RLLib API (quite constrained, recommended)

• Constraints: You need to use the RLLib API (trainer, policy, callbacks, etc.). For information, RLLib trainer classes are specific implementations of the Tune class API (just above). See the RLLib documentation.
• Best used: If you are creating a new training setup or policy from scratch. Or if you want a seamless integration with all RLLib components.
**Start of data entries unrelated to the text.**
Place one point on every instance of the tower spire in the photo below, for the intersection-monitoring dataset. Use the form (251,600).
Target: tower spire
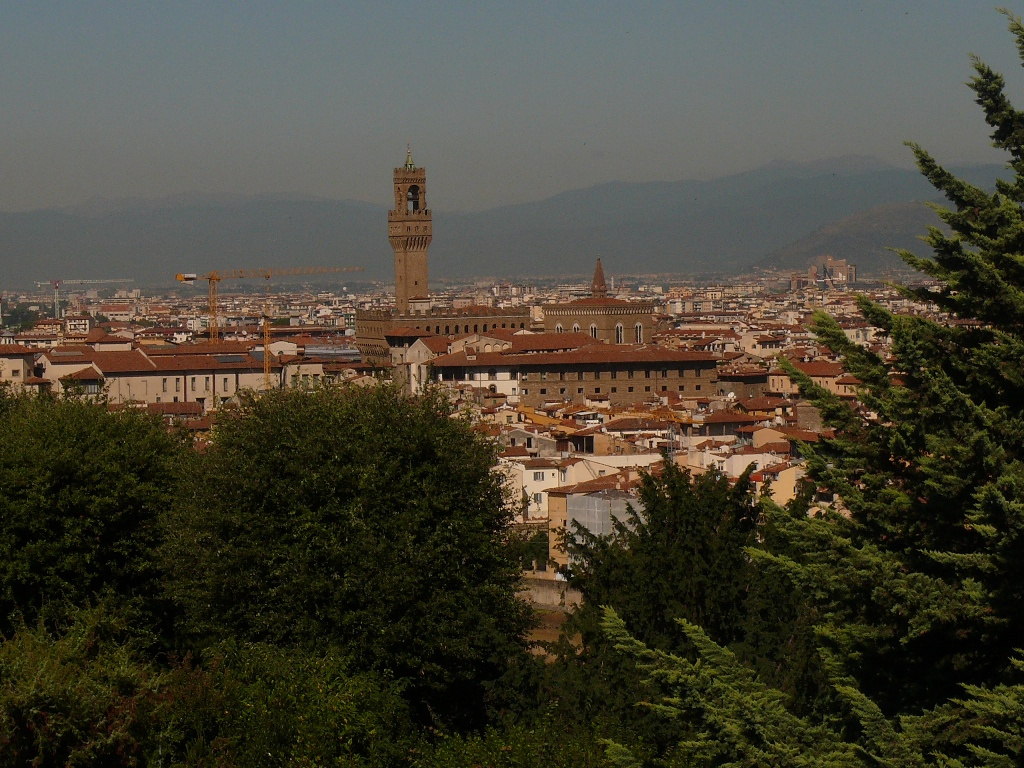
(598,288)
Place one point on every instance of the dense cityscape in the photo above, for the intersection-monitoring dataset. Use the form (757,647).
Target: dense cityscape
(271,514)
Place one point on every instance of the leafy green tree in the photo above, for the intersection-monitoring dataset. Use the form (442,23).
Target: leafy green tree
(81,494)
(925,573)
(257,705)
(681,555)
(363,519)
(914,581)
(83,695)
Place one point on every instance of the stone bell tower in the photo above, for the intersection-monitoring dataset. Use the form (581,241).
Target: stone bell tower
(410,230)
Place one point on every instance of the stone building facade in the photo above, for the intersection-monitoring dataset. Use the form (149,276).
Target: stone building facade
(410,232)
(605,318)
(620,375)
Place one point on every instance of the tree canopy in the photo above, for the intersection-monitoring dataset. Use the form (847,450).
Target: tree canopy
(358,518)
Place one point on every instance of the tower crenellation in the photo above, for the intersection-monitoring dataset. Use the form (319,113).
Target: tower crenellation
(410,232)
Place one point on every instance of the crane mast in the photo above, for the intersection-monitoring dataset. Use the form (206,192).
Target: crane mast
(214,278)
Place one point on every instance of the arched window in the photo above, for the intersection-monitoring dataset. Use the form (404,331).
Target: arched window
(413,199)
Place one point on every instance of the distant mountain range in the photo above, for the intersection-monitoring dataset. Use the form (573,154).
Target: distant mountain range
(783,215)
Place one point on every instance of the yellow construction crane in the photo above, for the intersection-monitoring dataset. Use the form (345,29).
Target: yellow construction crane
(215,276)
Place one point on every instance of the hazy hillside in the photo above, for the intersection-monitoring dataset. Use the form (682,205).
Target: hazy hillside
(724,224)
(863,239)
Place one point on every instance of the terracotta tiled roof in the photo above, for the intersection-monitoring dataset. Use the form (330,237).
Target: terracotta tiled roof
(617,481)
(550,342)
(591,354)
(175,409)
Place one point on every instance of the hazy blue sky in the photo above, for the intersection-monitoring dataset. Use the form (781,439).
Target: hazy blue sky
(503,101)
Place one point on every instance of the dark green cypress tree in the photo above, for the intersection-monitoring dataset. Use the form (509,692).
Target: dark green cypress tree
(914,579)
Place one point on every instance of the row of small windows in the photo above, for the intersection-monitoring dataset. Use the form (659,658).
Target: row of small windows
(597,390)
(476,328)
(620,332)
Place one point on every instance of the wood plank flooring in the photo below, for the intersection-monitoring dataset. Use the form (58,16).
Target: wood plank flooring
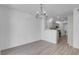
(43,48)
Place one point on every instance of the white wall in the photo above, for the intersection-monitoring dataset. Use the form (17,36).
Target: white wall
(70,30)
(76,28)
(17,28)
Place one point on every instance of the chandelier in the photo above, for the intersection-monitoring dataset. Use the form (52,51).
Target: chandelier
(41,12)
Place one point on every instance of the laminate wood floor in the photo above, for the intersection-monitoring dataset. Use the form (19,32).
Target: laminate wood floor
(43,48)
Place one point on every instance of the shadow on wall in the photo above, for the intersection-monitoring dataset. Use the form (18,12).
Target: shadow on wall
(4,27)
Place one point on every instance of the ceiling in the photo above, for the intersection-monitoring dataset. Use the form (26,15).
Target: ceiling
(53,10)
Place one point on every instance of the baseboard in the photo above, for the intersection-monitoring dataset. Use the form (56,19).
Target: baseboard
(19,44)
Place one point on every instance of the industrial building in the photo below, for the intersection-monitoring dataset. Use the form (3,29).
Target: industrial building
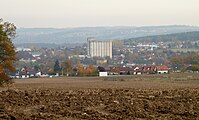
(97,48)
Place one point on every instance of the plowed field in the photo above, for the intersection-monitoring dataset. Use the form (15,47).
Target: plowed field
(94,98)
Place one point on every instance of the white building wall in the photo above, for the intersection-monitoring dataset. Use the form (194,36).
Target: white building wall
(99,48)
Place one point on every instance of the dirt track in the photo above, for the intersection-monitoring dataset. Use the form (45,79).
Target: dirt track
(101,98)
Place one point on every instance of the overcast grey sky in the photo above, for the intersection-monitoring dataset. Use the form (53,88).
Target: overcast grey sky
(89,13)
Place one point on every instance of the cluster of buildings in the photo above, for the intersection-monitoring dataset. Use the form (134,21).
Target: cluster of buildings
(99,48)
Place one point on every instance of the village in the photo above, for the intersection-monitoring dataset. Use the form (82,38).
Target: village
(124,58)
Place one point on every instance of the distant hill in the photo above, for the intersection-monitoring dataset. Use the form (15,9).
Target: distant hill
(79,35)
(186,36)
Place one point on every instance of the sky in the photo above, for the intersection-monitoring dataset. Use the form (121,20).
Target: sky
(91,13)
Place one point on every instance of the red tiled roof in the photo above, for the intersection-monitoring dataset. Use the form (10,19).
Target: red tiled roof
(162,67)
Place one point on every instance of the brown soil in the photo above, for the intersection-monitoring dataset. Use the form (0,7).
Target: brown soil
(101,98)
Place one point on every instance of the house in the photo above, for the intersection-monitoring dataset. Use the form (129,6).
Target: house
(162,69)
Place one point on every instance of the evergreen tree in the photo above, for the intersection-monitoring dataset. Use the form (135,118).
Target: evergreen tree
(7,50)
(57,66)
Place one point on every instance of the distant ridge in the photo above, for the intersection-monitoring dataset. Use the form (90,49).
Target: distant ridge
(79,35)
(185,36)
Or if you need distributed training.
• Additional functionalities: Using easily all components from RLLib (models, environments, algorithms, exploration, schedulers, preprocessing, etc.). Using the customizable trainer and policy factories from RLLib.

Some usages

Fall back to the Tune APIs when using the RLLib API is too costly

If the setup you want to train already exist, has a training loop and if the cost to convert it into RLLib is too expensive, then with minimum changes you can use Tune.

When is the conversion cost to RLLib too high?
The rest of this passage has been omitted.